Ce jour-là, Jean MOULIN est encore loin d'être le chef de la Résistance, arrêté trois ans plus tard à Caluire par la Gestapo, et qui mourra sous la torture. Il vient pourtant de révéler sa capacité à le devenir un jour. Dès le 17 juin, Jean MOULIN est déjà au premier rang de ces « Français qui n'acceptent pas la soumission », selon l'expression de Max GALLO. Cet acte impressionnant signe la marque d'une telle personnalité qu'il va influencer le général de GAULLE lors de leur rencontre, en septembre 1941.
Viennent ensuite les années terribles, où Jean MOULIN révèle des qualités inégalées, qu'il met au service du général de GAULLE en fédérant la Résistance. Dans cette bataille des courages, il arrive à organiser les hommes, jusqu'à créer et présider le Conseil national de la Résistance.
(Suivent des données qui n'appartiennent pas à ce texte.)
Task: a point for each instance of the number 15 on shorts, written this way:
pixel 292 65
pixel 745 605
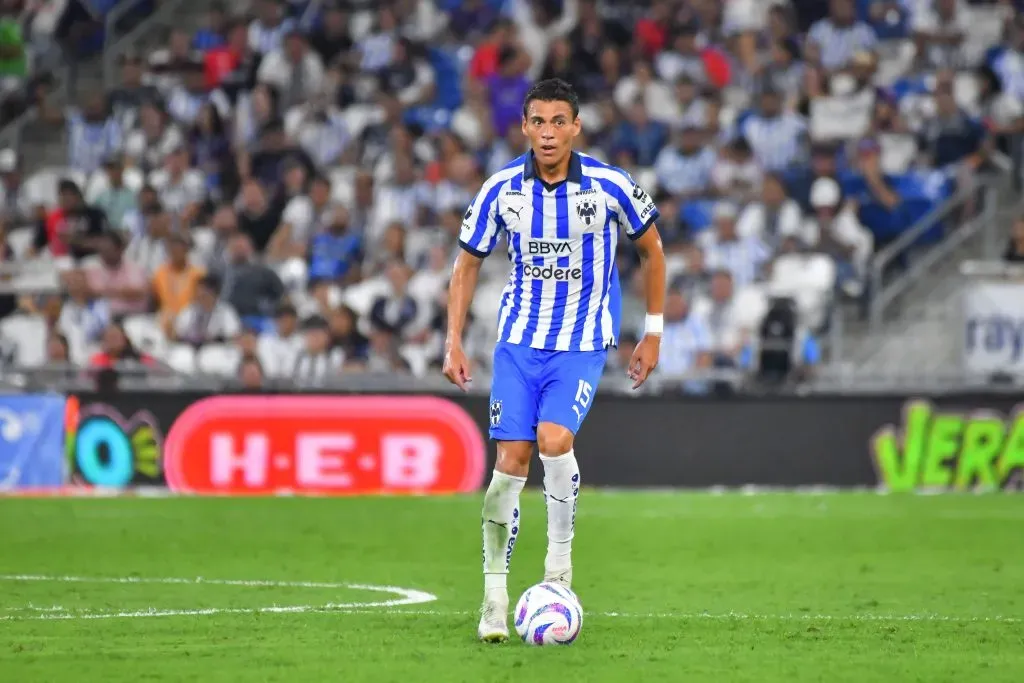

Cher Daniel CORDIER, vous avez été choisi par Jean MOULIN pour être son secrétaire à cette époque, et vous avez raconté comment cette rencontre a bouleversé votre vie. Au delà d'une bravoure inouïe, vous avez dépeint chez cet homme ce mélange rare qui faisait sa supériorité naturelle : l'autorité sur les hommes, la générosité des idées.
Le 21 juin 1943, le service de renseignement et de sécurité du IIIème Reich l'arrête à Caluire, et trois ans après le premier combat, commence pour lui le dernier : se taire quinze jours encore sous la torture, et malgré l'acharnement de ses bourreaux, mourir les lèvres serrées.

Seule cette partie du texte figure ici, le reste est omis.